Where Binance stands globally in 2026
According to its 2025 end-of-year report, Binance processed $34 trillion in total trading volume across all products last year, with spot trading volume exceeding $7.1 trillion and an 18% increase in average daily trading volumes. The exchange now serves over 300 million registered users globally.
On the institutional side, Binance reported a 14% increase in institutional users and a 13% rise in institutional trading volume year over year. The platform expanded its spot markets to 490 coins and 1,889 trading pairs.
The security and compliance numbers are equally notable.
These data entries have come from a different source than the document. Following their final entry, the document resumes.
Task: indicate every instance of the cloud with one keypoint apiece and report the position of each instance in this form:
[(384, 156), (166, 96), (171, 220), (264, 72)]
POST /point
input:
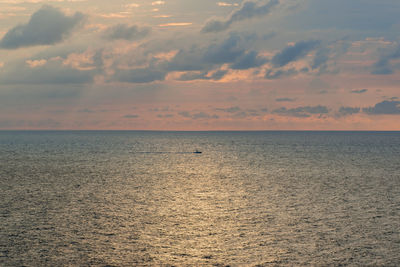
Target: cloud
[(302, 112), (215, 76), (130, 116), (362, 91), (294, 52), (230, 110), (140, 75), (47, 26), (226, 4), (345, 111), (199, 115), (125, 32), (249, 60), (385, 107), (320, 60), (157, 3), (230, 51), (383, 65), (271, 74), (52, 71), (285, 99), (249, 10)]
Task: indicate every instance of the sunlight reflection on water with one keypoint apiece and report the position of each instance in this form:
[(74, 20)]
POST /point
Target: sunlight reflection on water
[(94, 198)]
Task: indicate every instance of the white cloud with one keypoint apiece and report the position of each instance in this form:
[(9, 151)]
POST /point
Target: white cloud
[(157, 3)]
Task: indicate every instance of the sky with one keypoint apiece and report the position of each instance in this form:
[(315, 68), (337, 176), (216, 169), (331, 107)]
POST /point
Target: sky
[(200, 65)]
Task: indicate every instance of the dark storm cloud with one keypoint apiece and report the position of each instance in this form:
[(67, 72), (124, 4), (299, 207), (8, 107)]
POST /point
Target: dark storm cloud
[(345, 111), (249, 10), (47, 26), (125, 32), (302, 112), (293, 53), (362, 91), (385, 107)]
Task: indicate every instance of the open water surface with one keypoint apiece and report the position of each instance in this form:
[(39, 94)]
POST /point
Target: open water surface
[(250, 199)]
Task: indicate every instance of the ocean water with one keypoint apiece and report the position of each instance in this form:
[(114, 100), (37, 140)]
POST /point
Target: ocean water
[(250, 199)]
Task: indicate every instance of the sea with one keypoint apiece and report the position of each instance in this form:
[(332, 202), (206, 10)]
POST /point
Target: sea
[(143, 198)]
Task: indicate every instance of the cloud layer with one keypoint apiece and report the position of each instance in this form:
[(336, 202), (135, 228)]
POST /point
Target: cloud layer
[(47, 26), (248, 10)]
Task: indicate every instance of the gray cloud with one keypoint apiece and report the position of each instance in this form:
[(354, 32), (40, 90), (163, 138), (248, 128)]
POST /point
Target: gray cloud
[(52, 72), (293, 53), (385, 107), (125, 32), (47, 26), (199, 115), (218, 75), (249, 10), (230, 51), (302, 112), (230, 110), (345, 111), (362, 91), (285, 99), (129, 116), (271, 74), (384, 66), (140, 75), (249, 60), (320, 60)]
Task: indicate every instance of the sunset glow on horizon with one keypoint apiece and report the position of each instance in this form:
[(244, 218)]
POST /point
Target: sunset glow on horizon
[(200, 65)]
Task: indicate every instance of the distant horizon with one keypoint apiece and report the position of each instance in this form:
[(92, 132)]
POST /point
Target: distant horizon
[(188, 131), (206, 65)]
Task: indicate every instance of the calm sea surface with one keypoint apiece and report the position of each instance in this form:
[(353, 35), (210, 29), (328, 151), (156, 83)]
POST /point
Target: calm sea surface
[(250, 199)]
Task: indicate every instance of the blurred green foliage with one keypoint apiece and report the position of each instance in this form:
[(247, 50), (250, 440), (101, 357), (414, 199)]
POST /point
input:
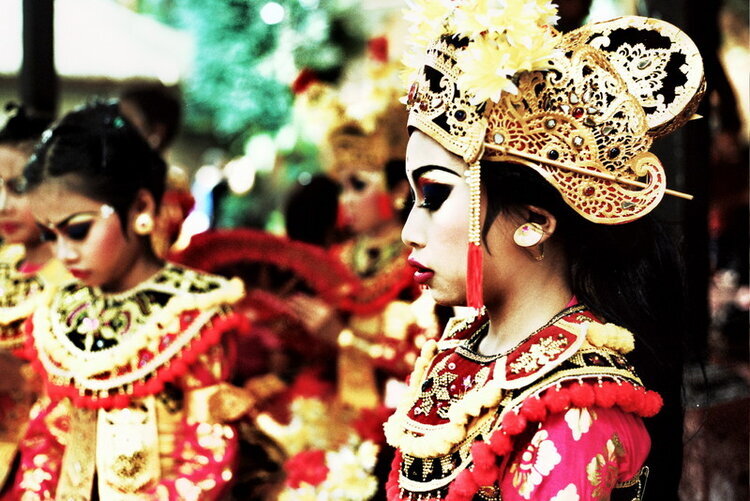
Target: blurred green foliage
[(243, 67)]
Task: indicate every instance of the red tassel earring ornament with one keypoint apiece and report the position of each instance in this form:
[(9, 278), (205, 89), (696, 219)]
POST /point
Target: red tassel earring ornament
[(474, 258)]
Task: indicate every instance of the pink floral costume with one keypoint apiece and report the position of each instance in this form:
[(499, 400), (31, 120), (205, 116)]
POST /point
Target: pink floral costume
[(136, 405), (557, 418)]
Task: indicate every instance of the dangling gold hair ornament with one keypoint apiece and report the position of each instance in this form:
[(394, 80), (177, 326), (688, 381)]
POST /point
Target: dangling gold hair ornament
[(361, 125), (492, 80)]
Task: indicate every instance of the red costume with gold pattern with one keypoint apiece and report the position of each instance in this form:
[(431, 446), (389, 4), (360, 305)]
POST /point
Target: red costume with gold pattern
[(557, 417)]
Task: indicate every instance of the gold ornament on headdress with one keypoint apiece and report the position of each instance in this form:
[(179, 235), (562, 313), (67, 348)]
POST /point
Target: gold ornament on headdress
[(581, 109)]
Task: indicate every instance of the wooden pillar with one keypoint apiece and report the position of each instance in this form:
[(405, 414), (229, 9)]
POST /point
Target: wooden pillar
[(38, 82)]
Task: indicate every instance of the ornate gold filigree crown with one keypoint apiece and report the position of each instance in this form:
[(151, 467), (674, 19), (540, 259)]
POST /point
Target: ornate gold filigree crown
[(585, 122), (365, 125)]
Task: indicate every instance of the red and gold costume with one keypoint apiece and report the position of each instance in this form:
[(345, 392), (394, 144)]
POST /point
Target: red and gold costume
[(557, 417), (135, 396)]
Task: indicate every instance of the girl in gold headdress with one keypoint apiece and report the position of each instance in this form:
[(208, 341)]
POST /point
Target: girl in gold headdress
[(529, 146), (26, 268)]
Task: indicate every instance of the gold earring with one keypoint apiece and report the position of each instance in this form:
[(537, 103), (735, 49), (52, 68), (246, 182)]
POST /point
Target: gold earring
[(144, 224), (528, 235), (541, 253)]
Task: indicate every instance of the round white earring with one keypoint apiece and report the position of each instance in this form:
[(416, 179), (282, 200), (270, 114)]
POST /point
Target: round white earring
[(528, 234)]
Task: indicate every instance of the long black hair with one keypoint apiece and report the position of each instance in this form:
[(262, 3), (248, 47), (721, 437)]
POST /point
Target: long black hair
[(628, 274), (95, 151)]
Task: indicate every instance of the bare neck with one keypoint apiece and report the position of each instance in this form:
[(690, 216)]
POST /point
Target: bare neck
[(537, 292), (37, 254)]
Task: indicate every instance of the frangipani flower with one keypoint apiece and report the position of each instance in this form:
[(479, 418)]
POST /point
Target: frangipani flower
[(506, 37)]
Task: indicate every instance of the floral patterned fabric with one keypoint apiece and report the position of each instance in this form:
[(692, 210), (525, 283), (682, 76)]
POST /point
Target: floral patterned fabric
[(577, 455)]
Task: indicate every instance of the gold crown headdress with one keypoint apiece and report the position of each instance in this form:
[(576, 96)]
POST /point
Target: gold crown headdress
[(581, 109)]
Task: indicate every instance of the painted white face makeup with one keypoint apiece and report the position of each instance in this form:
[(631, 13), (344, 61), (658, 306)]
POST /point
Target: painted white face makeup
[(437, 227)]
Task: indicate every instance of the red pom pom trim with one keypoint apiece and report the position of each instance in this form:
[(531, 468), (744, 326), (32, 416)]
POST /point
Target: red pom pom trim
[(167, 373), (627, 396)]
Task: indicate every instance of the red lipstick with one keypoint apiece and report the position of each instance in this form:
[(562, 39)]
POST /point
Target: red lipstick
[(9, 228), (79, 274)]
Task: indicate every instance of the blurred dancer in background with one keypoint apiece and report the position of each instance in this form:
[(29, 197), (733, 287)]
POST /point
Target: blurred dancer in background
[(134, 356)]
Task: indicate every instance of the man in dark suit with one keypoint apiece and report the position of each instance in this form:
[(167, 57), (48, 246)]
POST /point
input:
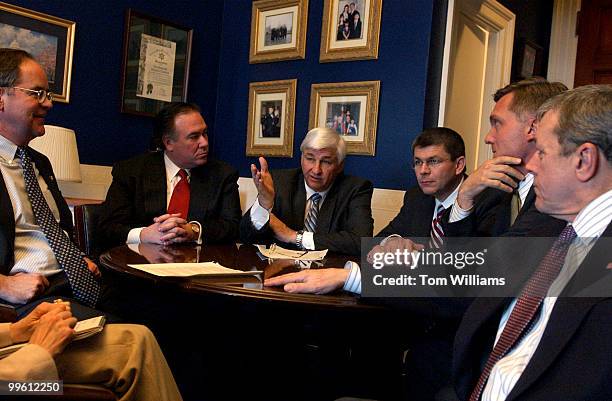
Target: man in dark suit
[(178, 195), (499, 192), (564, 353), (30, 267), (315, 207)]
Binance’s controls reportedly prevented $6.69 billion in potential fraud and scam losses affecting 5.4 million users in 2025. The exchange processed over 71,000 law enforcement requests, supported the confiscation of approximately $131 million linked to illicit activity, and conducted 160+ law enforcement training sessions globally.
The exchange also became the first global crypto platform to receive full authorization under Abu Dhabi Global Market’s (ADGM) regulatory framework.
India’s evolving regulatory landscape
The context in which Binance received these awards is itself telling.
India’s approach to virtual digital assets has shifted from outright hostility to a structured, compliance-driven framework. Crypto exchanges operating in India must now register with FIU-IND, comply with PMLA regulations, enforce stricter KYC norms, including Aadhaar-linked e-KYC, live selfie verification, and geographical tracking, and operate within the 30% flat tax on VDA profits and 1% TDS framework.
In March 2026, the CBDT’s Notification No. 19/2026 expanded the definition of financial assets to formally include crypto-assets, CBDCs, and electronic money products under FATCA/CRS reporting, retroactive to January 1, 2026. The country is also preparing to adopt the OECD’s Crypto-Asset Reporting Framework (CARF) by April 2027.
Meanwhile, India’s tax authorities have flagged over 44,000 taxpayers for failing to disclose crypto transactions, cross-referencing data from exchanges like Binance, bank inflows, and global reporting frameworks.
The fact that a mainstream Indian business platform like Entrepreneur India now has a “Digital Assets Exchange of the Year” category in its awards lineup says something about how far the normalization of crypto has come, even as the regulatory screws tighten.
The bigger picture
Binance’s arc in India, from show-cause notice to award stage in roughly 28 months, mirrors a broader pattern playing out across the global crypto industry. Exchanges that were once treated as regulatory outliers are now positioning themselves as compliance-first financial infrastructure. Whether that repositioning reflects a genuine structural shift or strategic brand management is a question the market will continue to debate.
What is harder to debate is the signal this sends about India’s relationship with global crypto platforms. A country that was seriously considering an outright crypto ban as recently as 2021, that blocked nine exchanges in 2024, and that maintains some of the world’s most punishing crypto tax policies, has now created an environment where the world’s largest exchange can operate legally, comply with local law, and receive industry recognition from a mainstream business forum.
For the Indian crypto ecosystem, that is the real story.